Удивительно – главари большевиков ратуют за бедность и равноправие, а первым делом оккупировали дворцы и конфисковали авто из императорского гаража.
Недавно Василий Пантелеевич встретил Шаляпина, были они знакомы по-приятельски, через третьи руки. Тот жаловался, что у него каждую ночь обыски: приходят из каких-то непонятных организаций, тычут в нос бумаги с самодельными печатями, конфисковали запас вина, поснимали картины со стен, забрали столовое серебро – всё, мол, теперь принадлежит народу.
– А я что, не народ? – кипятился Шаляпин. – Спасибо, хоть ватерклозет не разграбили, и то потому, что унитаз с трещиной.
Переждав строй солдат, Василий Пантелеевич поднял воротник и шагнул из подворотни на тротуар, сразу же угодив под фонтан воды из-под колёс пролётки.
На душе было скверно и пусто.
Каждый раз при виде няньки с детьми Ольге Петровне приходилось сдерживать приступ раздражения. Она пыталась, но не могла объяснить себе, почему не хочет видеть ни своего ребёнка, ни мужа, ни няньку Фаину с голубыми глазами-пуговицами, в которых сразу появлялся испуг при виде неё. В глубине души Ольга Петровна стыдилась своего поведения и от этого злилась ещё больше. Дошло до того, что прежде чем выйти из своей комнаты, она подходила к двери и прислушивалась – в кухне Фаина или нет. Будь её воля, она вообще заперлась бы наедине с книгами и чашкой чая, но даже чай теперь приходилось делать самой, потому что кухарка взяла расчёт и уехала к родне в деревню.
«Чую, что за зиму в Петрограде начнут есть кошек и канареек, – заявила она, вытирая о фартук мокрые руки, – а у моей сеструхи две коровы да десяток овец. Куры опять же, лошадёнка. С голоду не помрём».
Сегодня Ольга Петровна тоже некоторое время постояла под дверью и только потом бесшумно выскользнула в коридор. Слава Богу, что не приходилось самой растапливать плиту, потому что Фаина с самого утра подогревала воду мыть девочек. Она же успевала сбегать по чёрной лестнице за дровами и ухитрялась варить простые супчики и кашки из тех продуктов, что добывал Василий Пантелеевич.
В его лексиконе появилось словечко «паёк». Пайками с продуктовым набором большевистская власть жаловала особо нужных людей.

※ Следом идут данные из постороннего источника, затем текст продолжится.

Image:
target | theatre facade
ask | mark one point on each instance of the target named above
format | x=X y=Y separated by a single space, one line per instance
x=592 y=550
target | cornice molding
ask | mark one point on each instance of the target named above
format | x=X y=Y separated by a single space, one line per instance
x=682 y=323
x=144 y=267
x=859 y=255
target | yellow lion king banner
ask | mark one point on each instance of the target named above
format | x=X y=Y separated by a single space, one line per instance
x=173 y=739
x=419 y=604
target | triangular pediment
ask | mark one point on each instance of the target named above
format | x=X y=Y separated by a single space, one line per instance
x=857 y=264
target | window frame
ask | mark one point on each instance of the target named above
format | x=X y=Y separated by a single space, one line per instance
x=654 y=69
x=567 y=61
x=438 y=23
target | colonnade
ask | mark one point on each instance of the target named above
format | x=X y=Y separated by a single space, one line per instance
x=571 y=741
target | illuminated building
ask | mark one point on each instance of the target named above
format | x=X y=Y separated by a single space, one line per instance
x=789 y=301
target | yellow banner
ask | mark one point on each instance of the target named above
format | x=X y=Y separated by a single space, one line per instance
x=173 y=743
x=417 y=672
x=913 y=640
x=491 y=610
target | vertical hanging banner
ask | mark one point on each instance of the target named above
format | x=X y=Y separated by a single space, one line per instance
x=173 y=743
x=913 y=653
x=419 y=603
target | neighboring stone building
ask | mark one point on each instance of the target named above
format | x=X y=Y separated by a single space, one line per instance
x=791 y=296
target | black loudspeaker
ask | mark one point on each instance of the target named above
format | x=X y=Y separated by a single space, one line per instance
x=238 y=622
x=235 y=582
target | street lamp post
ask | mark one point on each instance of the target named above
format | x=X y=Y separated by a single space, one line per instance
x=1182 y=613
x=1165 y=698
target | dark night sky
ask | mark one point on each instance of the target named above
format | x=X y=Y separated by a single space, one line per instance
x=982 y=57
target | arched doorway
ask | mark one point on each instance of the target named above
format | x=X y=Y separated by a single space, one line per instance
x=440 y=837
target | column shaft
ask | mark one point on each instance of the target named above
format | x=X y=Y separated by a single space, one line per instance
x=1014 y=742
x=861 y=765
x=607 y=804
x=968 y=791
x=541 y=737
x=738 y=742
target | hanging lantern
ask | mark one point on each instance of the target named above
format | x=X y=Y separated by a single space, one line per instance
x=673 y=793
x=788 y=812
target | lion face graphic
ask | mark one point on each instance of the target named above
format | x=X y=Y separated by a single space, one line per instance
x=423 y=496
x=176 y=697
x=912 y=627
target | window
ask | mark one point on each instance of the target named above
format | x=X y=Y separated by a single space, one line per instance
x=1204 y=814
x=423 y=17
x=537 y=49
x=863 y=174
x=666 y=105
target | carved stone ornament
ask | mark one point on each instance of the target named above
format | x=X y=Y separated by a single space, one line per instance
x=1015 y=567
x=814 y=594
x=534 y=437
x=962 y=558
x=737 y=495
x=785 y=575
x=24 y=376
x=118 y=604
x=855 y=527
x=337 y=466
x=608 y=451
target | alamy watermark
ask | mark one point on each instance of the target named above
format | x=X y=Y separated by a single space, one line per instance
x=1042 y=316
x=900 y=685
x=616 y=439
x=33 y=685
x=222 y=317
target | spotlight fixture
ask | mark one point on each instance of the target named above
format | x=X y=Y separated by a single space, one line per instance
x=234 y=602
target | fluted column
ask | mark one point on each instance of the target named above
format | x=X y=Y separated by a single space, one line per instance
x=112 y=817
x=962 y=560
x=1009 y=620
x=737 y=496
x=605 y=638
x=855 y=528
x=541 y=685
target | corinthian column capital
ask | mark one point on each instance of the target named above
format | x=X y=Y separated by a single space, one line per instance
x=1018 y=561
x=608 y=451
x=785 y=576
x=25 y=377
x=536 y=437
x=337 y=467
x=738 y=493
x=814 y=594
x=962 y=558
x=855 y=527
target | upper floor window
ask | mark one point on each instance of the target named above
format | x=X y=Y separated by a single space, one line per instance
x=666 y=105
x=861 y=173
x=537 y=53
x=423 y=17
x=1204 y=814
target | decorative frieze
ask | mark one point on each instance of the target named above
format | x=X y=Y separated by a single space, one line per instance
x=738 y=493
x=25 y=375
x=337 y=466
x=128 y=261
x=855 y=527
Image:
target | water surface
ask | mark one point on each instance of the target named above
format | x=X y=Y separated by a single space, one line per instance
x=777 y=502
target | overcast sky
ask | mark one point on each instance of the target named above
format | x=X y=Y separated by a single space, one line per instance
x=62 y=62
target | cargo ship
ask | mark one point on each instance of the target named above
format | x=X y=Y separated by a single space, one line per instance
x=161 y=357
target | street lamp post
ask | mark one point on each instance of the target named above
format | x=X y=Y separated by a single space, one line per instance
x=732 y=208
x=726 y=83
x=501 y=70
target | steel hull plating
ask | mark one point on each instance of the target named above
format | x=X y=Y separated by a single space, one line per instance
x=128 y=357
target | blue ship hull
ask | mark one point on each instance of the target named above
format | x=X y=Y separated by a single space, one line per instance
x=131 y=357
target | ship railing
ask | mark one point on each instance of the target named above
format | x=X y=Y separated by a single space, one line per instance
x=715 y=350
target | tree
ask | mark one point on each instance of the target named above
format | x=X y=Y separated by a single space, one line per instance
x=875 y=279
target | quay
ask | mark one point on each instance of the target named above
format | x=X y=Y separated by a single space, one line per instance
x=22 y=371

Муж к ним не относился, и семья потихоньку проедала мало-мальски ценные вещи.
Чтобы паркет не скрипнул, Ольга Петровна передвигалась по коридору на цыпочках, уповая на то, что её одиночество не будет потревожено.
Она почти прошла всю дистанцию, когда дверь в комнату прислуги резко распахнулась и навстречу шагнула Фаина с ребёнком.
– Ольга Петровна, здравствуйте! Хотите посмотреть на свою Капитолину? Она так хорошо растёт! Взгляните, какие у нас толстые щёчки и ножки в перевязочках!
Двумя руками она протянула полуодетую девочку с вытаращенными глазёнками. Мелькнули голые ножки, пальчики, мягкий живот, похожий на лягушачий.
Ольга Петровна почувствовала лёгкую дурноту и едва не взвыла: зачем мне всё это? Я знать никого не хочу!
Сморщив носок-пуговку, девочка тихо чихнула.
– Вот видите, мы уже чихаем! Какие мы умненькие, – заворковала Фаина.
Шлёпнув ладонью по косяку, Ольга Петровна криво улыбнулась и подумала, что если она прямо сейчас не выйдет на воздух, то задохнётся в четырёх стенах.
– Я… мне… мне надо выйти, – пролепетала она через силу и бросилась назад.
Где шубка? Башмаки, горжетка, суконная юбка? Куда всё запропастилось?
В лихорадочном угаре Ольга Петровна доставала вещи из шкафа, примеряла и бросала на пол. Оказывается, она настолько раздалась в бёдрах, что почти ничего из прежнего гардероба не налезало на её фигуру. Она остановилась на безразмерной юбке и старой вязаной кофте с кружевной оторочкой. Ах, да, пуховый платок – на улице мороз и ветер!